GeenuFF

Specific changes vs gff

features

types

Feature types differ somewhat from a gff, “geenuff_” has been appended to names to reduce confusion where the meaning is not identical.

core types:
error types:

These do not exist in a gff, but are used in geenuff to denote things that might be ambiguous or unknown about a gene model.

Currently errors are assigned when any obvious gene model inconsistency is encountered during gff parsing.

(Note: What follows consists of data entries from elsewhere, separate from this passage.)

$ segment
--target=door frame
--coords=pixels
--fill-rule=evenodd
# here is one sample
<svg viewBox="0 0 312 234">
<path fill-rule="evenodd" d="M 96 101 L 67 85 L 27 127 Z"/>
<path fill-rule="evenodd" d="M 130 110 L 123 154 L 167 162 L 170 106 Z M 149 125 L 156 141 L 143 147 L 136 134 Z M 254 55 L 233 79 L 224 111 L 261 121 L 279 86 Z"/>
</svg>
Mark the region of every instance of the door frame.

Most error types are extended from the end of a known feature half way to the next gene model, while some internal errors (e.g. too_short_intron) can be assigned more precisesly. If gff format were not used as an intermediary and gene annotation was performed and stored directly in a geenuff structured database, all the errors could be assigned more precise ranges for any ambiguity.

Types are:

start_is_biological_start and end_is_biological_end:

When True, these attributes mean the start and end attributes of a feature correspond to a meaningful biological transition.

When False, these attributes mean the start and end attributes of a feature either do not, or it is not known if they correspond to a biological transition, yet the region they delineate is confidently of the given type.

For instance, if the parser finds a gene model in a gff where the start of the first exon and the start of the first CDS (+ strand) have the same position (the A in ATG), then it is apparent that we are missing the 5’ UTR, so for the geenuff_transcript feature the start_is_biological_start will be set to False, and an error mask will be added upstream of the CDS. We are still confident that all of the CDS must occur within the transcript, we know the start codon is part of the transcript region, but we mark that the start point itself is probably wrong, and mask the upstream range as it’s unclear what part of this is intergenic and which part UTR.

feature start/end/at numbering

Features have start and end coordinates that delineate a range.

The positioning of these features is in keeping with the common coordinate system: count from 0, start inclusive, end exclusive. So, the “geenuff_cds, start”, is at the A, of the ATG, AKA the first coding base pair; while in contrast, the “geenuff_cds, end” is after the stop-codon, AKA, the first non-coding bp.

reverse complement

Importantly, the coding-start should always point to the first A, of ATG, regardless of strand. This means the numeric coordinates have to change and unfortunately while one could take the sequence [1, 4) on the + strand, and directly use 1 and 4 as python coordinates and get the sequence; the same is not going to work on the minus strand. Instead:

 0  1  2  3  4  5
.N [A .T .G )N .N
 |  |  |  |  |  |
 N. T. A. C. N. N.

To get the reverse complement of this on the minus strand, we set the inclusive start to 3, and exclusive end to 0. Note this is now off by one from the python coordinates

 0  1  2  3  4  5
.N [A .T .G )N .N
 |  |  |  |  |  |
 N( T. A. C] N. N.
differences vs gff

Cheat sheet for how the Features compare to the gff (in particular any discrepancy between the closest coordinate in the gff, and the now standardized, consistent coordinate).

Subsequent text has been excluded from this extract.